Enfances blessées

Il ne faut pas chercher la part de vrai et de faux dans Soupirs d'âme, d'Helen Doyle, mais plutôt l'authenticité sous-jacente. Et ce que laisse transparaître la documentariste (Je t'aime gros, gros, gros, Les Messagers), qu'un séjour en Bosnie après la guerre (Le Rendez-vous de Sarajevo) a profondément marquée, c'est l'empreinte que la violence de l'abandon laisse sur les êtres, sur elle — du moins on le suppose... — et sur tous ces orphelins dont la détresse la hante toujours. Enfants du péché dans le Québec de la Grande Noirceur ou enfants de la bêtise meurtrière dans les Balkans, ils mettront du temps à cicatriser leurs blessures, effectuant ce lourd travail de guérison dans un silence angoissant.
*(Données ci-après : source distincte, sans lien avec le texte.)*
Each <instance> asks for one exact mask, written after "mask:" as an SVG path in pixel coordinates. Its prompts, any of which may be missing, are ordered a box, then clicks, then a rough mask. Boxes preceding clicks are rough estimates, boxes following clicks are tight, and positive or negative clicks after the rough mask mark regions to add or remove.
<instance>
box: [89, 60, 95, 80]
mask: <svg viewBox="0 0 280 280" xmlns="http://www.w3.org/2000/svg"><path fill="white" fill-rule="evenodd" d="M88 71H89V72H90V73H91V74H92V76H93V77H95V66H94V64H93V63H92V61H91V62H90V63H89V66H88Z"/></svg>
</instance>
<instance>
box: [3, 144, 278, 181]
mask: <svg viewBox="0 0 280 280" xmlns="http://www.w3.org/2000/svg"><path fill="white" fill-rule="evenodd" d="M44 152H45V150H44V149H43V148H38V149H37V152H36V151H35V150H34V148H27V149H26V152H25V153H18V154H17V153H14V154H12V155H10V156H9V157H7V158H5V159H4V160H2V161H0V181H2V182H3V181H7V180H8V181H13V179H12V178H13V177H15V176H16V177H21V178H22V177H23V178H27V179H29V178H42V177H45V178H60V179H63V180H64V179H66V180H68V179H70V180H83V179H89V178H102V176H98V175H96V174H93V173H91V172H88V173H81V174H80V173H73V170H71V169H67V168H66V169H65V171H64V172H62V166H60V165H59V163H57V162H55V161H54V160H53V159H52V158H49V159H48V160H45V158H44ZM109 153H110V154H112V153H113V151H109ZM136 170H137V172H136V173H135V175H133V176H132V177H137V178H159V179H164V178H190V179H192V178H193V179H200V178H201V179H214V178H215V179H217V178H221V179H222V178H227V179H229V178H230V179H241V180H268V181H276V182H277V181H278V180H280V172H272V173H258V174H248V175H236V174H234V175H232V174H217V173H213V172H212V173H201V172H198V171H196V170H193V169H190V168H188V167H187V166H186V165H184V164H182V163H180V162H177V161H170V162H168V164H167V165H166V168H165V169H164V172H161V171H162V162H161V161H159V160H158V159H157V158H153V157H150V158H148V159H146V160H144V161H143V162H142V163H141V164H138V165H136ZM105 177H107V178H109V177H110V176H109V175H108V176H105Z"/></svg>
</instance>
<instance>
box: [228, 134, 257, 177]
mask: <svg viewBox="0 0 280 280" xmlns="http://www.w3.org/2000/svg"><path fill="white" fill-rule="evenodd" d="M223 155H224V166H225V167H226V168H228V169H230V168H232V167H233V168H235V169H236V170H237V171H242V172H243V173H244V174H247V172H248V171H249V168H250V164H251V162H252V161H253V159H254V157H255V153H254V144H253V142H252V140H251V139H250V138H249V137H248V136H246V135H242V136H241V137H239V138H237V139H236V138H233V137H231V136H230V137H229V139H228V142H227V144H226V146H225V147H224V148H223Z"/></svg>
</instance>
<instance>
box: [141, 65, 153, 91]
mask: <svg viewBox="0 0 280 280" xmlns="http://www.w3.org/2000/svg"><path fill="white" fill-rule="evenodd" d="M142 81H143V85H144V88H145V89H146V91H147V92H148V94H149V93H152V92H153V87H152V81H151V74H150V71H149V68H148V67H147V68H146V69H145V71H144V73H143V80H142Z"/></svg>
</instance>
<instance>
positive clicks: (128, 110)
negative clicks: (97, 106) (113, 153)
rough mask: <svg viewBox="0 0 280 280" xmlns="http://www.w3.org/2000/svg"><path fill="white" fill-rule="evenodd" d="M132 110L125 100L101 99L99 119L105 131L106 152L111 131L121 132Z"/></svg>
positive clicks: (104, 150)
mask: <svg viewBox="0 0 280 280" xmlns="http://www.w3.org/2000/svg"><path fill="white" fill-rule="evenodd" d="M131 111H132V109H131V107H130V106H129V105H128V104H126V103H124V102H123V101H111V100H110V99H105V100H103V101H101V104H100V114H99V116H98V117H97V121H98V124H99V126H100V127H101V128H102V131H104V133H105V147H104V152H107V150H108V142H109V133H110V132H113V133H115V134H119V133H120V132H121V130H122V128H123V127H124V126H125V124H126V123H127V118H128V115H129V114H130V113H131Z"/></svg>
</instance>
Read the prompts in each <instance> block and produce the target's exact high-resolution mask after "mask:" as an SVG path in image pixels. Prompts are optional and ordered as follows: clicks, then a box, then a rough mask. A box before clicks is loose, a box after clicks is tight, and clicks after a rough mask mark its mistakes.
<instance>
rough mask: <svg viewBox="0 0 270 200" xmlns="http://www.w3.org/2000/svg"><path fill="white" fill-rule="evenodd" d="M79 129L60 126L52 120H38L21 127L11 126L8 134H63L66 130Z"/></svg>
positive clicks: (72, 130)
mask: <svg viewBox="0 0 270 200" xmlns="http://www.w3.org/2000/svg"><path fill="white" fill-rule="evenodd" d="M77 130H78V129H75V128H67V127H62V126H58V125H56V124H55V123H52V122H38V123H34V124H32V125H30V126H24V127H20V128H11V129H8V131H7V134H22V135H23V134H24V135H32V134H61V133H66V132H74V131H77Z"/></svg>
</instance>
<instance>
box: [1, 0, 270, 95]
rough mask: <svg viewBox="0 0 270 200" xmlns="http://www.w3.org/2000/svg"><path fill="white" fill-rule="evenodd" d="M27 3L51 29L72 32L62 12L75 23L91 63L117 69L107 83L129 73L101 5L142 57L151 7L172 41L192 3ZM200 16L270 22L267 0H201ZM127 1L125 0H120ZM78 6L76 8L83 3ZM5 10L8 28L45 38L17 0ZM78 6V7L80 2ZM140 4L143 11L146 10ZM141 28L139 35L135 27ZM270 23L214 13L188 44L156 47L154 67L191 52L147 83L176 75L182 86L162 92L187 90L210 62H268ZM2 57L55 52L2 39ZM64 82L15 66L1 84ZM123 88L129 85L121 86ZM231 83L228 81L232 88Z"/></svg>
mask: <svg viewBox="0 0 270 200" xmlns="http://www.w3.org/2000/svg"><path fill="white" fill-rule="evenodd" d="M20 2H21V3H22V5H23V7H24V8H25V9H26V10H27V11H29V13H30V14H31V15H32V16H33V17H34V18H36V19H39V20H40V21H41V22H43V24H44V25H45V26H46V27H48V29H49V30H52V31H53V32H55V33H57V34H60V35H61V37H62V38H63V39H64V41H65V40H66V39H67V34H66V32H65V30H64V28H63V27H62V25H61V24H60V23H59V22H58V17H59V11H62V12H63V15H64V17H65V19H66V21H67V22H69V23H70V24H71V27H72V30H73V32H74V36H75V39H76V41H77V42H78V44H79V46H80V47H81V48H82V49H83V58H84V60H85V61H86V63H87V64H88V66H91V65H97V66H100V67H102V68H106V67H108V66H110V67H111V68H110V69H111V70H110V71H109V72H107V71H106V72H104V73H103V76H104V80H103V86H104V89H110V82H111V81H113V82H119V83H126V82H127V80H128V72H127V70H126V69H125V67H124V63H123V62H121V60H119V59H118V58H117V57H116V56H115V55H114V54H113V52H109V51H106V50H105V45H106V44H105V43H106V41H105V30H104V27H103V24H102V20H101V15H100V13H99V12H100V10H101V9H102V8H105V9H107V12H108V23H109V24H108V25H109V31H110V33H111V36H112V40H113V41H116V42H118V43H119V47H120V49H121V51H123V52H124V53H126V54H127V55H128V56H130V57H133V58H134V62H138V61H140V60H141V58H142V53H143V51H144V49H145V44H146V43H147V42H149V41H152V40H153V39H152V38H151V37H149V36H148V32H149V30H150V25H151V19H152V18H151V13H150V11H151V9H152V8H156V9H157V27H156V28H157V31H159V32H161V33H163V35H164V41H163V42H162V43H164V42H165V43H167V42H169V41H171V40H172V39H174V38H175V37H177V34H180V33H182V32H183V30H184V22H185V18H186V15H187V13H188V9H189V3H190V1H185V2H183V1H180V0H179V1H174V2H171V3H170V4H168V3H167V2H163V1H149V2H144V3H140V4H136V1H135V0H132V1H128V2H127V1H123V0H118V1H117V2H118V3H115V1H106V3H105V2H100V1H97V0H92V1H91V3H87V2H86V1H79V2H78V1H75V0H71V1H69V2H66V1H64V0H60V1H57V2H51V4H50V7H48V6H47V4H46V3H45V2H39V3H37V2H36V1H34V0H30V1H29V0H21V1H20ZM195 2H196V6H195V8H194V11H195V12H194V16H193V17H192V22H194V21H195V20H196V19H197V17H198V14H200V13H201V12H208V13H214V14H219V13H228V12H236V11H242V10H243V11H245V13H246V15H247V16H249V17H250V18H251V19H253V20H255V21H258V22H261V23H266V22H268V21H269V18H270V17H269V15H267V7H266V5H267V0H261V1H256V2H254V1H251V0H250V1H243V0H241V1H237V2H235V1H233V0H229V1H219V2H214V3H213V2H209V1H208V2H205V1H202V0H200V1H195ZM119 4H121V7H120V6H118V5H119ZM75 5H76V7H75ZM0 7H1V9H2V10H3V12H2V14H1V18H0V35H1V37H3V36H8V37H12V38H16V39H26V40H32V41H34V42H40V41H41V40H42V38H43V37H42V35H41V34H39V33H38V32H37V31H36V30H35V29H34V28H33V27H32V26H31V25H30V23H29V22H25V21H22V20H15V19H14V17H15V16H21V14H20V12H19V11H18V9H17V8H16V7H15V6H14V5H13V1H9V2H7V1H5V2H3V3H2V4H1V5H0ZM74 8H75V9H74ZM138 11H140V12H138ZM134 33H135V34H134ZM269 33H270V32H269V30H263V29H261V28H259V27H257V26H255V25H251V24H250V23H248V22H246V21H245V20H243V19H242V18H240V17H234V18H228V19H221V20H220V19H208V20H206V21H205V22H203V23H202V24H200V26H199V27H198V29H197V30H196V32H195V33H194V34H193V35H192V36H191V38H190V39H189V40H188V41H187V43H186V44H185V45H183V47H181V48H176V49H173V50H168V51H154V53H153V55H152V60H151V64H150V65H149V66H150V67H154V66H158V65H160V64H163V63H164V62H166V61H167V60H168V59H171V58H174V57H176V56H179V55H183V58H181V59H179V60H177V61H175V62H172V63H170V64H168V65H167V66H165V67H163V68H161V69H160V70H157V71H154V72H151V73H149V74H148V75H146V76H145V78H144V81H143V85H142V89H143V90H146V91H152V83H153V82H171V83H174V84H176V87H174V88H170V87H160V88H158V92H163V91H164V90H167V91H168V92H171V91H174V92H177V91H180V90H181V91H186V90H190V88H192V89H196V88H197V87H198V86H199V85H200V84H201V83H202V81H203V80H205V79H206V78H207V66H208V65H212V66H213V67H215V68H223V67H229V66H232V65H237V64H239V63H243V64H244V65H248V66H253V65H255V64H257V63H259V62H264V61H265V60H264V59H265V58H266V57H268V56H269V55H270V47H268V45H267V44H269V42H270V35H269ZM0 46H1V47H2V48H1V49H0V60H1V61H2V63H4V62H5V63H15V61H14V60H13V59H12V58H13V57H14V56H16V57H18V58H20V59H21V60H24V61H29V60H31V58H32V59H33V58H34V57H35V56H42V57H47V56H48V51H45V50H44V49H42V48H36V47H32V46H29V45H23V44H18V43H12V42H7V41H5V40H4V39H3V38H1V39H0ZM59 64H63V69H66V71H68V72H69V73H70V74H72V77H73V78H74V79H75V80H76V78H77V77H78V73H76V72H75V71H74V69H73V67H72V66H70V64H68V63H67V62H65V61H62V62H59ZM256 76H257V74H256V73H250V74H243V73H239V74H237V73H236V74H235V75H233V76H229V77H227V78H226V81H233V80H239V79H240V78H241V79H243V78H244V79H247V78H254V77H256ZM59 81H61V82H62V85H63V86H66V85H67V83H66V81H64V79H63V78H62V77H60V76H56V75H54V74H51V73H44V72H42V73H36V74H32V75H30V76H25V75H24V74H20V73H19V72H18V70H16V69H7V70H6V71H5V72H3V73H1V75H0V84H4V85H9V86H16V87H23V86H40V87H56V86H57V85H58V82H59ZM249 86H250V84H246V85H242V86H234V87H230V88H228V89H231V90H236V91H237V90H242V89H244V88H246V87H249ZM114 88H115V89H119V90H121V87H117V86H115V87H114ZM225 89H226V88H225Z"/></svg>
C'est ce silence que brise Helen Doyle, refusant toutefois de le faire de manière brutale et frontale, préférant une évocation poétique, subjective, où la danse, la fiction et le recours aux souvenirs sous forme de photographies, entre autres, ponctuent une démarche que l'on pourrait presque qualifier de thérapeutique. Et comme pour marquer une distance, une frontière, entre ce qui lui appartient et ce qu'elle veut révéler, elle trace le portrait d'une danseuse, Kate O'Dowell, incarnée par Lucie Boissinot et dont la voix appartient à la comédienne Danièle Proulx, effectuant une double recherche: celle de ses origines, puisqu'elle est adoptée, et celle d'un enfant de Sarajevo dont l'image ne la quitte plus, n'ayant qu'une photo pour retrouver sa trace. Le voyage est à la fois celui au coeur d'une enfance où les stigmates de l'adoption se révèlent parfois vifs et dans l'orphelinat d'une ville encore marquée par les bombes et les tirs atrocement précis des snipers.

Dans cette traversée des douloureux souvenirs, parfois illustrés avec précision (à l'orphelinat où Kate doit se «choisir» une soeur; à la confiserie), et à d'autres moments suggérés par la danse (le deuil à faire du père adoptif qui, à la fin de sa vie, révèle à sa fille à quel point il l'a aimée), tous les éléments forment une mosaïque d'impressions fugaces, de sentiments ambigus (sur les liens familiaux, sur les lois qui régissent l'adoption) et de vérités crues. Quand les orphelins de Sarajevo se font traiter de «bâtards», ce sont leurs semblables de partout ailleurs, et à commencer par le «personnage» inventé par Helen Doyle, qui en subissent l'odieux. Soupirs d'âme tente d'en atténuer la terrible douleur.

Autre démarche, autre célébration du courage dans le portrait de Catherine Veaux-Logeat, présenté en début de programme. Sans le sou et en l'espace de trois jours, la jeune cinéaste a filmé ses échanges avec une charmante vieille dame vivant depuis toujours dans un patelin de France, en Bourgogne. À l'été 2003, comme des millions de ses compatriotes, Hélène Bertrand «attend la pluie»; la canicule n'arrive toutefois pas à faire disparaître son sourire, sa bonne humeur et son gros bon sens, coquine lorsqu'elle se demande quelle image d'elle-même «on va voir en Amérique» et craintive à l'idée de mettre les pieds à Paris: «On pourrait me voler mon sac à main.» D'une simplicité désarmante, d'une beauté brute qui force le respect, En attendant la pluie révèle la sensibilité et l'écoute d'une véritable documentariste.